Badan Riset dan Inovasi Nasional (BRIN) menyatakan, kini tengah mengembangkan vaksin penguat untuk penyakit Tuberkulosis (TB). Upaya tersebut patut diapresiasi dan didukung sepenuhnya oleh segenap masyarakat Indonesia. Pasalnya,negara kita saat ini tengah menghadapi persoalan “kedaruratan” TB. Banyak faktor penyulit yang terkait dengan program pemberantasan penyakit menular itu, dan sudah selayaknya mendapatkan respons cepat. Vaksinasi yang aman dan efektif,dinilai merupakan modalitas penting dan utama, mengatasi peliknya laju morbiditas dan mortalitas TB.
Menurut Organisasi Kesehatan Dunia (WHO), TB merupakan penyebab kematian tertinggi kedua di dunia akibat penyakit menular, setelah COVID-19. Diperkirakan sepanjang tahun 2021, terjadi pertambahan sepuluh juta kasus baru TB di seluruh dunia. Tanpa terkecuali, penyakit ini dapat menyasar pada semua usia.Tetapi mayoritas terjadi pada fase produktif, dengan rentang usia antara 45 hingga 54 tahun. Infeksi yang berujung pada fatalitas, sering kali terjadi pada seseorang dengan sistem imunitas yang terganggu (misalnya HIV, malnutrisi, diabetes). Secara global,angka mortalitasnya mencapai sekitar 1,6 juta orang. Sebanyak 214 ribu orang di antaranya, disertai dengan HIV/AIDS.Lebih dari 95 persen kasus baru dan kematiannya, terjadi di negara-negara berkembang.TB pada anak-anak dan remaja sering kali terabaikan, serta acap kali relatif lebih sulit didiagnosis dan diobati.Semua data itu terekam oleh WHO pada tahun 2021. Negara kita menduduki peringkat kedua terbanyak di dunia, setelah India dari sisi jumlah penderita TB.
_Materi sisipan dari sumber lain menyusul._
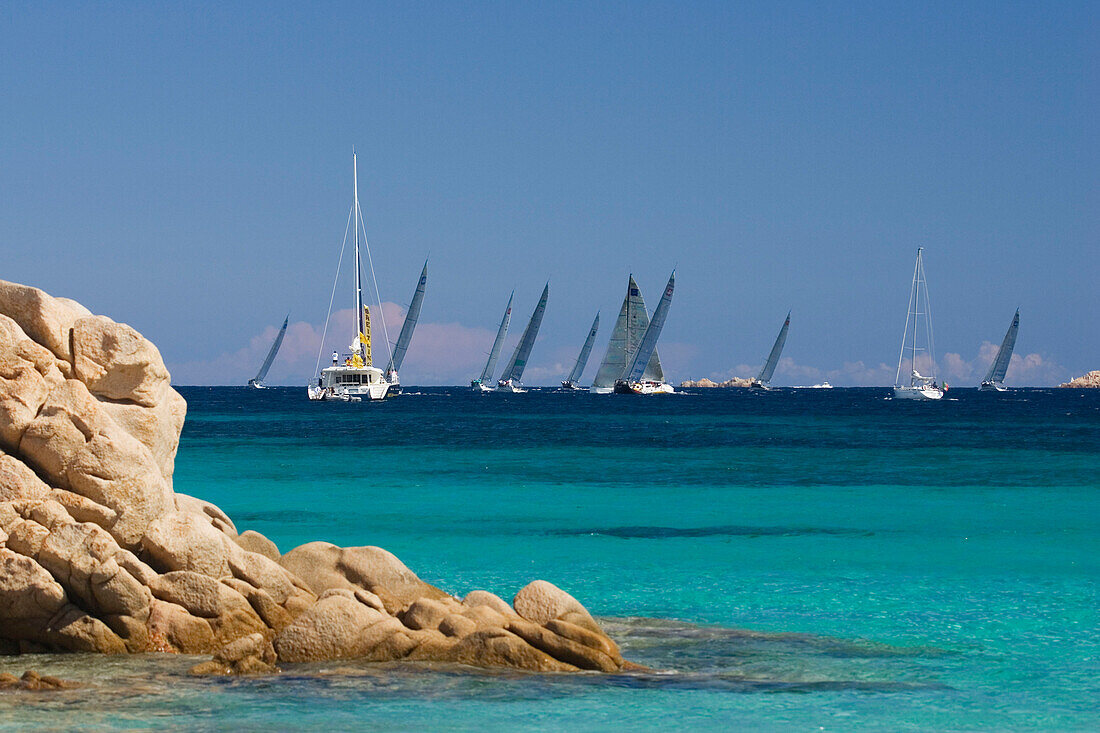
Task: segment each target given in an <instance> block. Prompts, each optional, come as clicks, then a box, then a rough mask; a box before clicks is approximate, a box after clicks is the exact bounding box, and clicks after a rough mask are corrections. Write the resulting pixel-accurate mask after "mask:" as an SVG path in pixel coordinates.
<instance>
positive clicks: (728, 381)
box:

Menurut Kementerian Kesehatan (Kemenkes) RI, lebih dari 700 ribu kasus baru TB, terdeteksi di negara kita pada tahun 2022. Angka mortalitasnya mencapai 93 ribu per tahun, atau setara dengan sebelas kematian per jam.Salah satu faktor yang mendasari penyebab kematiannya yang tinggi, adalah problem resistensi bakteri terhadap obat anti tuberkulosis (OAT). TB resistenobat (TB-RO), masih merupakan krisis dan menjadi ancaman keamanan kesehatan masyarakat. Pada tahun 2020, hanya sekitar 33 persen kasus TB-RO yang dapat mengakses pengobatan.
Sejatinya masalah TB di Indonesia bukan melulu persoalan medis, melainkan sangat erat kaitannya dengan masalah ekonomi dan kesejahteraan sosial. Mayoritas penyakit menular ini, menjangkiti masyarakat miskin/stunting yang tinggal di kawasan kumuh.Individu yang mengalami kekurangan gizi, berisiko tiga kali lipat mengalami TB aktif dibanding pada status gizi normal.Demikian pula pada orang-orang dengan penyalahgunaan alkohol/minuman keras dan perokok, meningkatkan risiko berturut-turut sebesar 3,3 dan 1,6 kali lipat. Karena itulah program deteksi dini yang segera ditindaklanjuti dengan pengobatan, menjadi sangat penting. Meski demikian,upaya tindakan preventif berupa vaksinasi, dipandang sebagai langkah prioritas utama strategi penanggulangannya.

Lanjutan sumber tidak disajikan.